July 18, 2017 03:55 PM
One of the best ways to illustrate Dave Dahl's longevity as a meteorologist in the Twin Cities is to look at how technology around him has changed over the years.
Dave began working at KSTP back on July 29, 1977.
This summer 5 EYEWITNESS NEWS is celebrating four decades of Minnesotans being able to "Count on Dave." Check out our page for past stories and complete coverage.
Needless to say, weather forecasting has evolved significantly since then.
When Dave first started at Channel 5, he joined eight other meteorologists to form what was billed as the "largest television weather service in the world."
"You don't see that size of a weather office anymore," said former KSTP Chief Meteorologist Dennis Feltgen, who now works for the National Hurricane Center in Miami
Feltgen says a nine-person department was needed just to get the weathercasts on the air.
"So much is automated now," Feltgen said. "Back then, we had to draw everything by hand.

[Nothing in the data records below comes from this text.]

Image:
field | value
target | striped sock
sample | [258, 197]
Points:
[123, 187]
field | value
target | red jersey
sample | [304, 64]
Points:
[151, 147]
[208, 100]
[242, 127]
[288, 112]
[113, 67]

We analyzed the maps, we took the magic marker and went into the studio along with a paper map, and we put the fronts on and the highs and the lows."
However, Dave and the others' ability to predict weather took a big step forward in 1981 with the arrival of Doppler radar at KSTP.
"I remember the cranes putting up that great big globe on top of the infrastructure on the front lawn where it still stands," former KSTP anchor and News Director Stan Turner said.
KSTP was the first commercial television station in the country to have its own Doppler radar.
"I almost felt sorry for the National Weather Service," said Turner, who these days hosts a show on KLBB radio. "That's a government entity and we had better equipment than they did."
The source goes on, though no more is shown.